WASHINGTON (April 21, 2026) — The U.S. Food and Drug Administration has approved a new once-daily HIV treatment that offers an additional option for people living with the virus. Researchers at Georgetown University and MedStar Health played a key role in the clinical trials that supported the therapy’s development.

The newly approved complete regimen combines two antiretroviral medications — doravirine and islatravir — into a single daily tablet. The treatment is approved for adults with HIV who have already achieved viral suppression. The drug will be marketed with the brand name Idvynso®.

Princy Kumar headshot

Princy Kumar, MD

At Georgetown, the clinical trial was led by Princy Kumar, MD, professor of medicine at Georgetown University School of Medicine and chief of the Division of Infectious Diseases at MedStar Georgetown University Hospital.

“With this approval, we now have an additional option to help maintain viral suppression and support long-term health for people living with HIV,” said Kumar. “As the needs of people living with HIV evolve, factors like tolerability, toxicity, and drug-drug interactions are key considerations for switching HIV treatment.”

The approval is based on results from two pivotal Phase 3 clinical trials — Trial 051 Trial 052 — including an international study conducted at 53 research sites in eight countries with participation from Georgetown. Together, these studies evaluated the safety and efficacy of switching to the doravirine-islatravir combination in adults who were already virologically suppressed on existing oral therapies.

In the open-label Trial 051, which enrolled 553 participants, individuals were randomly assigned either to switch to the doravirine-islatravir regimen or to continue their current treatment. After 48 weeks, the new regimen maintained viral suppression similar to as existing therapy. The treatment was also generally well-tolerated, with similar rates of serious adverse events and very low discontinuation rates.

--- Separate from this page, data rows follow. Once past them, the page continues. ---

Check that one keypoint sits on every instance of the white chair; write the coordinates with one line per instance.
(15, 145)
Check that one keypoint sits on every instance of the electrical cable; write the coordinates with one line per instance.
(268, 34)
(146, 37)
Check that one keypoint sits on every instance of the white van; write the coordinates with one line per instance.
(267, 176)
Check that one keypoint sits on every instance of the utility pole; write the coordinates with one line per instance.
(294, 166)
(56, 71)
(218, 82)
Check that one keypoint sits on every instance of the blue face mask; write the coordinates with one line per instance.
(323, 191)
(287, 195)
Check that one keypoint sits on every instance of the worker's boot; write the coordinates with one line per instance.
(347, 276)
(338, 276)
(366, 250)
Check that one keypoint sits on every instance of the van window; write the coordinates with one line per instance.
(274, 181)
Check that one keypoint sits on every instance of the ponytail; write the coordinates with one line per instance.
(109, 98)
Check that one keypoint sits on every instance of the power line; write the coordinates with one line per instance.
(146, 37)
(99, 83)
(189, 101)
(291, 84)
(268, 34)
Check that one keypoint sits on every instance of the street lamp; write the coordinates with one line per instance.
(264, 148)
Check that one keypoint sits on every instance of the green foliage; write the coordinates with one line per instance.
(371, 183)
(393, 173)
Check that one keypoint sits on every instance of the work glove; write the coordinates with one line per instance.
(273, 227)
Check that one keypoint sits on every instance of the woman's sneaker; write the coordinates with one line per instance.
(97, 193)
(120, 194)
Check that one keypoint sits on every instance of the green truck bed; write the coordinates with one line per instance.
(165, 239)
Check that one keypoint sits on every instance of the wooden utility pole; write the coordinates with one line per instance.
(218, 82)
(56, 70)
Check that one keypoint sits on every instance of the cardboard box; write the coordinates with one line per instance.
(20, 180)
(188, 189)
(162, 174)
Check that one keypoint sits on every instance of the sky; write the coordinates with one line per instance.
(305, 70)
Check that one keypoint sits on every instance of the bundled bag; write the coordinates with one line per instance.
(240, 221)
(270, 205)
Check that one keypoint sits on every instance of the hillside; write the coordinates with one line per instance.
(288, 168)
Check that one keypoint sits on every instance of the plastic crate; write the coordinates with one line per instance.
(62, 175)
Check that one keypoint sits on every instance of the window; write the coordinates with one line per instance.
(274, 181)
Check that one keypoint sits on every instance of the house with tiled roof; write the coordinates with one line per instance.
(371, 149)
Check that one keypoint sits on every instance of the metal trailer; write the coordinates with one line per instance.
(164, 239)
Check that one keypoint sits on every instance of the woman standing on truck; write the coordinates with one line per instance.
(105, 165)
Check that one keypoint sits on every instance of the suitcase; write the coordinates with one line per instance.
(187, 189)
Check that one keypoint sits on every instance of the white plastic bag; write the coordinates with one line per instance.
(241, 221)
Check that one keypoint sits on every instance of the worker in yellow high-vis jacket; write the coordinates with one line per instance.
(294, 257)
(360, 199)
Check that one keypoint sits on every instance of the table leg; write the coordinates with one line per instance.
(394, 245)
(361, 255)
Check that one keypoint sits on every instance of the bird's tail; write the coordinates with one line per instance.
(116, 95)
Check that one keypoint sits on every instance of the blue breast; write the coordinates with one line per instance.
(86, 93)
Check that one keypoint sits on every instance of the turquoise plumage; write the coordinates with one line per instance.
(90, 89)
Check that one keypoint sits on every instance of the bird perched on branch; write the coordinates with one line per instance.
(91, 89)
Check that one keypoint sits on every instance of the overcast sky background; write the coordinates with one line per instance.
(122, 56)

Results from this study were published in The Lancet in February.

In the double-blind Trial 052, participants were switched from BIKTARVY [bictegravir/emtricitabine/tenofovir alafenamide (BIC/FTC/TAF)], the current three-drug standard of care to the two-drug, DOR/ISL regimen. At Week 48, participants maintained viral suppression at a similar rate to BIC/FTC/TAF. Across both trials, the safety profile of DOR/ISL was generally comparable to the comparator antiretroviral regimens.

The approval marks an important development in HIV treatment. The doravirine-islatravir combination is the first two-drug regimen for HIV that does not rely on integrase strand-transfer inhibitors (INSTIs), a class of medications widely used in current treatment strategies, Additional treatment approaches like the doravirine-islatravir combination provide valuable flexibility in managing long-term care.

Georgetown’s role in the study reflects the institution’s commitment to advancing HIV research and care, and addressing health disparities in the communities we serve. Faculty investigators and clinical teams at Georgetown University Medical Center have contributed to clinical trials and therapeutic developments that have transformed HIV into a manageable chronic condition for many people.

Top Image: Artwork featuring colorized 3D prints of HIV virus particles. The virus surface (red) is covered with proteins (dark blue) that enable the virus to enter and infect human cells, and additional proteins (teal spheres) that disguise the virus from the immune system. A colorized transmission micrograph of an H9 T cell (blue) appears in the background. Photo by National Institute of Allergy and Infectious Diseases on Unsplash.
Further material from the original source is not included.